Mit Turnschuhen im Tiefschnee: Familie gerettet

Ein Vater aus Hamburg und seine beiden Kinder sind in Tirol mit einem Polizeihubschrauber aus dem Tiefschnee geborgen worden. Das teilte die Polizei in Innsbruck mit. Der 43-Jährige sei mit den Kindern im Alter von sechs und sieben Jahren trotz 70 Zentimetern Neuschnee zu einer Wanderung aufgebrochen. Der Hüttenwirt, der von der Tour abgeraten hatte, alarmierte aus Sorge die Polizei. Bergretter mit einem Schneemobil konnten die Wanderer nicht finden. Die Besatzung des Polizeihubschraubers entdeckte die durchnässten Wanderer schließlich auf halber Strecke – viereinhalb Stunden nachdem sie aufgebrochen waren. Die Kinder hätten lediglich Turnschuhe getragen.

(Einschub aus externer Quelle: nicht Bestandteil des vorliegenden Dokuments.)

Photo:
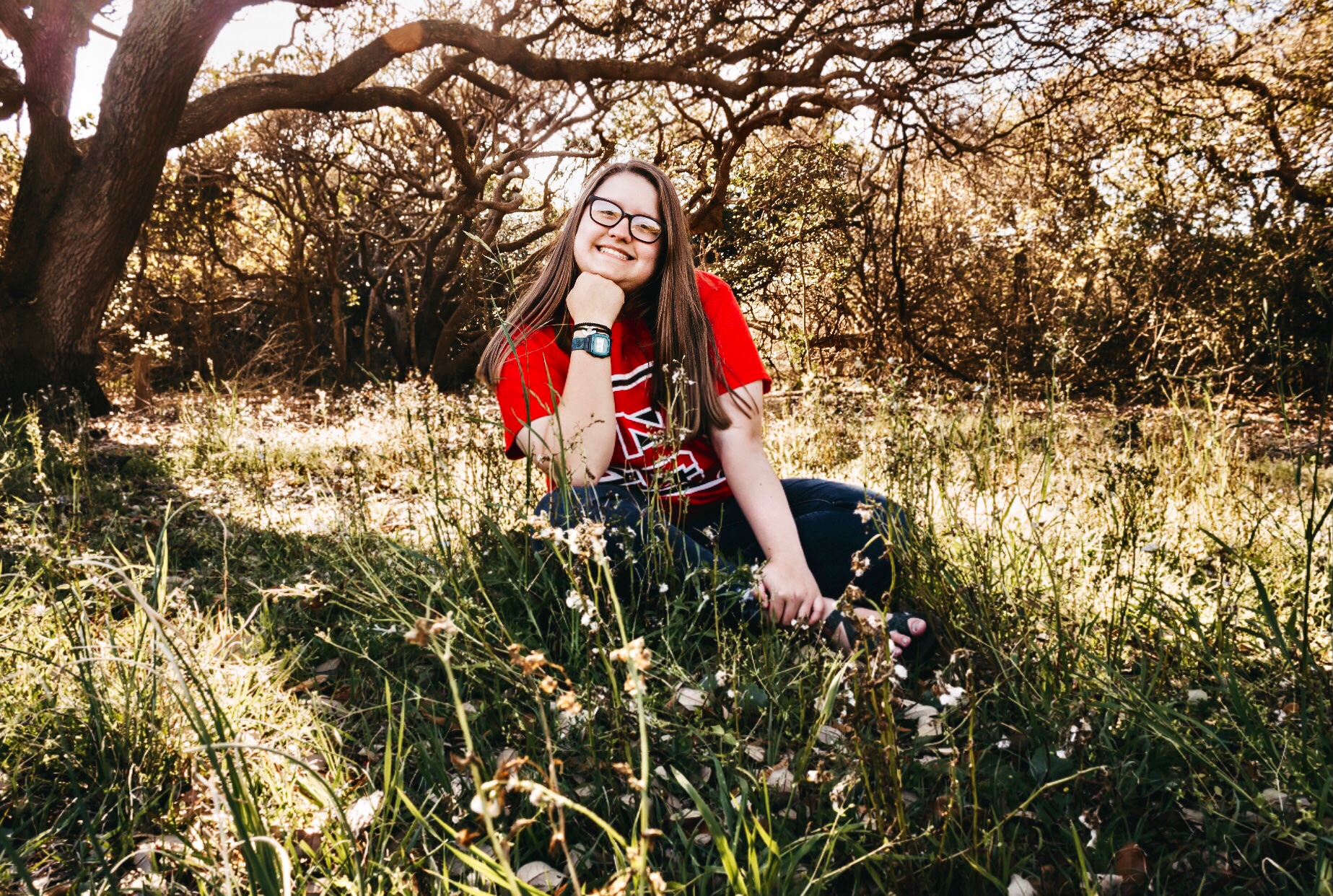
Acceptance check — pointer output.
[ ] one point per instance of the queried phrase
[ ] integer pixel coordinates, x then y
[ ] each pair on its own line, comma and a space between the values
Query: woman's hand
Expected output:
792, 592
595, 300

Lkw stürzt 200 Meter in die Tiefe – Mehr als 50 Tote

Mindestens 51 Menschen sind bei dem Absturz eines Lastwagens an einem Berghang in Peru ums Leben gekommen. Mehrere Familien befanden sich auf dem Lkw, der in der Provinz La Convención, 110 Kilometer nordwestlich von Cusco, in eine 200 Meter tiefe Schlucht stürzte. Es habe keine Überlebenden gegeben, sagte der Bürgermeister der Ortschaft Santa Teresa, wo die Opfer ein Dorffest besucht hatten. In den schwer befahrbaren Bergstraßen Perus gibt es immer wieder Unfälle mit improvisierten Transportfahrzeugen. Versicherungsgesellschaften beziffern die Schäden auf jährlich rund 1,1 Milliarden Dollar.

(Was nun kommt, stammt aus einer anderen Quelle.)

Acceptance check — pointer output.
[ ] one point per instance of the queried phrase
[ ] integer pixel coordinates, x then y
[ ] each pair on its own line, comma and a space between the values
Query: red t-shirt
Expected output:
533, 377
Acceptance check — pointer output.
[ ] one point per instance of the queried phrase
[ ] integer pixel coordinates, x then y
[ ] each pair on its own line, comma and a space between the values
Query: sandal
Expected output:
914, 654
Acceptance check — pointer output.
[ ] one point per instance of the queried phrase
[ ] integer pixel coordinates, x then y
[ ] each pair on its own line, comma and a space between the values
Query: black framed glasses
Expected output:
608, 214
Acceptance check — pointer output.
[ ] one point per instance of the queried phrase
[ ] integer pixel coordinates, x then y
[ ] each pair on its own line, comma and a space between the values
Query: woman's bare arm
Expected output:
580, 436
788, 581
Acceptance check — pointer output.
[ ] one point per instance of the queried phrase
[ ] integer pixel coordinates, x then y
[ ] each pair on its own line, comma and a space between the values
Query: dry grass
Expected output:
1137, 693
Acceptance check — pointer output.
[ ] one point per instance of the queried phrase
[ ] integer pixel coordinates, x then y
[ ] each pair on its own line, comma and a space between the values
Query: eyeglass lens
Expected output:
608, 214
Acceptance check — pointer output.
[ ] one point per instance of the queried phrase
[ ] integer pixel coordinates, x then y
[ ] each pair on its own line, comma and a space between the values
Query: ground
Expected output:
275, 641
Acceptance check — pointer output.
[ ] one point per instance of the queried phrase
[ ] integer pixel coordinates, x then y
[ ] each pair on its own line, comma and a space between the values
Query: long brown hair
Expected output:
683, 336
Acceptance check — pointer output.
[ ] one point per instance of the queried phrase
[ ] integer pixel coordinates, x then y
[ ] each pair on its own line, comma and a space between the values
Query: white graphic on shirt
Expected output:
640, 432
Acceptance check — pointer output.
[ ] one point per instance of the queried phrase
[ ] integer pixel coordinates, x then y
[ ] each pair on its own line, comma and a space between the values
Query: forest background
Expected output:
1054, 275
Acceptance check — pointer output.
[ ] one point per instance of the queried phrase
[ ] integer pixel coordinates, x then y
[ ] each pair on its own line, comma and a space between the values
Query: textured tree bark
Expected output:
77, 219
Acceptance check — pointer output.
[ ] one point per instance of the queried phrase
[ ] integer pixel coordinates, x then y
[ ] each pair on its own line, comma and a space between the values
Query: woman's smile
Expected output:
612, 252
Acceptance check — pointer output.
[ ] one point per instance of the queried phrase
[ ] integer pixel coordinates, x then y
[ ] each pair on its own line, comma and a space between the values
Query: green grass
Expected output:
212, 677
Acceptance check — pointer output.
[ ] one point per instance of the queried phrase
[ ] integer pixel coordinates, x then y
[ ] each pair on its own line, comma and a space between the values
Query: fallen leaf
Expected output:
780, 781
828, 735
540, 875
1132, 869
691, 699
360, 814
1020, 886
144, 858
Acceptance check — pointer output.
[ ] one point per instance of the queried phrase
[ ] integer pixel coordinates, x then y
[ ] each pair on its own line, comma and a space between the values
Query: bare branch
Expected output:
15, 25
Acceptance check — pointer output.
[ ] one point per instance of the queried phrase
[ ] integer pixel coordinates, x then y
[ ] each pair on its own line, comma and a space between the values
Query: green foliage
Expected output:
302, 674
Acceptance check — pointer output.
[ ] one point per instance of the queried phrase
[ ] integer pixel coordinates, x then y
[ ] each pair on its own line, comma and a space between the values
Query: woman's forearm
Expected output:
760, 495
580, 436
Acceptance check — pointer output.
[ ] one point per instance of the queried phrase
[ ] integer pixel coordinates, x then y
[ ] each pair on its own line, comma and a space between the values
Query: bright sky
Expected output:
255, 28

Frau bringt in Wartesaal von Klinik Baby zur Welt

Nach der Veröffentlichung eines Internetvideos, auf dem eine Frau im Wartesaal eines mexikanischen Krankenhauses ein Baby zur Welt bringt, haben die Behörden den Klinikleiter gefeuert. Es werde nicht hingenommen, wenn Kranke und Hilfesuchende keine angemessene medizinische Behandlung erhielten, teilte die Regierung des Bundesstaats Puebla mit. Es ist nicht der erste Vorfall dieser Art. Auf dem Video ist zu sehen, wie die Frau im Wartezimmer des staatlichen Frauenkrankenhauses von Tehuacan während der Geburt sich völlig selbst überlassen bleibt – erst im allerletzten Moment kommt ihr eine Krankenschwester zu Hilfe.